From the *Notices*, September, 1993, p. 800-802.

Most of us who practice our mathematics in academia know that particular village well; we have lived in it since birth. Once in a while, consulting gives a few of us a chance to catch a glimpse of industrial mathematics, as if we were peeking under a circus tent pitched at the edge of town.

The action in that tent must have some powerful attractions. Most of our undergraduates run away to join it, and some very capable graduates leave town to find satisfying careers there as well.

In fact a closer look suggests that business, industry, and government are not mere sideshows on the outskirts of town, but large and varied arenas in which the mathematical sciences have an important role. To get a better sense of how mathematics is practiced outside of academia, Peter E. Castro (supervisor, applied mathematics and statistics, Eastman Kodak Co.), I. E. Block (managing director, Society for Industrial and Applied Mathematics (SIAM)), and I, in various combinations, interviewed or visited about forty mathematicians working in business, industry, and government.

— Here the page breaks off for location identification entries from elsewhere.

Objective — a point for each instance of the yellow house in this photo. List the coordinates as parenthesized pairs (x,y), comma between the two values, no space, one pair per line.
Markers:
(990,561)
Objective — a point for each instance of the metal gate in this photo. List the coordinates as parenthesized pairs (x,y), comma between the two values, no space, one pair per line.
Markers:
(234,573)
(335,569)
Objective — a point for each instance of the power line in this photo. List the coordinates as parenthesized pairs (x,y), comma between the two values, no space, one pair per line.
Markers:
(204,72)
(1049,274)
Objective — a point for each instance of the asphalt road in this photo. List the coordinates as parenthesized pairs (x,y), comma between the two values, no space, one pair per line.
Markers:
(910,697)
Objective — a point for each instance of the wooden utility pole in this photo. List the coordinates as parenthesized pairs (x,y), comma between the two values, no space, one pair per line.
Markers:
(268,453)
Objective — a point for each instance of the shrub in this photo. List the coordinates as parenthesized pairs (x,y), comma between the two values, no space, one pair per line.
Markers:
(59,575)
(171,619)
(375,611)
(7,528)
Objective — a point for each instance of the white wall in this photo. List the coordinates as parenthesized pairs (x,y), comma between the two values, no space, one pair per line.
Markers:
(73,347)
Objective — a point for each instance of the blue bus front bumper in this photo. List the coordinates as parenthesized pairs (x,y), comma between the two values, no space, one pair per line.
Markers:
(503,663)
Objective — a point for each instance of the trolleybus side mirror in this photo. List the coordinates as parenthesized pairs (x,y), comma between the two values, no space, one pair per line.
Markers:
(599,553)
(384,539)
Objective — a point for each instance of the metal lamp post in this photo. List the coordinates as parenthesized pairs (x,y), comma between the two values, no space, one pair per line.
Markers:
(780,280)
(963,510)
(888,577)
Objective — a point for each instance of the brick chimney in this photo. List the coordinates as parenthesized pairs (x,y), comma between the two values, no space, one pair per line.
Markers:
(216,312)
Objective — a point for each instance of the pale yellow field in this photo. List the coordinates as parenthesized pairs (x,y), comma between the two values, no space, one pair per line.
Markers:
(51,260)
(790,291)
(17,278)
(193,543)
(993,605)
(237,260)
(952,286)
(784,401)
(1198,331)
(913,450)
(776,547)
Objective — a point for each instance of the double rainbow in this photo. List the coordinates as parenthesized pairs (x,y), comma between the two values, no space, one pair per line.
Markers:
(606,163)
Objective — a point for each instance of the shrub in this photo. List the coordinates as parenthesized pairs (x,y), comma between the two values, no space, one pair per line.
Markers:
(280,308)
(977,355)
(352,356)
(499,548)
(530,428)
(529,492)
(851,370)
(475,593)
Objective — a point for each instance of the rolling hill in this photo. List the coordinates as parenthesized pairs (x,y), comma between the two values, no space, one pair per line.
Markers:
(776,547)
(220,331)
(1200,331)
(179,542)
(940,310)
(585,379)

The observations gleaned from those conversations illuminate the remarkable differences between the culture and values of academia and those of business, industry, and government. For example, there is no assured niche for mathematicians in business, industry, or government as there is in a university, which never lacks a mathematics department.

The academic mathematician might be seen as an organism that has adapted to different environments, from teaching multitudes in a community college to nurturing a few graduate students in a research university. In contrast, the nonacademic mathematician exists in a variety of distinct forms: as a specialist in a large group of mathematicians or as a wide-ranging consultant, either singly or in a team. Sometimes mathematics is not explicitly recognized in titles or job descriptions.

Except perhaps for a common thread of problem solving, the skills valued in industry differ dramatically from those of classical academic scholarship. Teamwork, communication skills (speaking, writing, and listening), and learning new disciplines are valued in industry, but they are seldom critical to academic mathematics. In industry, breadth can be more important than depth, and a timely, incomplete answer to a complex but crucial question may be worth more than a lengthy, complete solution of a model problem. Computational skills and scientific interests outside of mathematics are commonly valued.

The observations that are described here represent a first step in the Mathematics in Industry project of SIAM. This article is based on the report, "Some Views of Mathematics in Industry," that is part of this project. The report is available two ways: (1) by anonymous ftp via ae.siam.org; it is called siamrpt.dvi and is located in /pub/forum; and (2) from the SIAM Gopher server at gopher.siam.org. This effort has two goals: helping mathematics faculty shape educational experiences that better prepare graduates for successful careers outside of academia and helping industry make better use of the productive potential of mathematics.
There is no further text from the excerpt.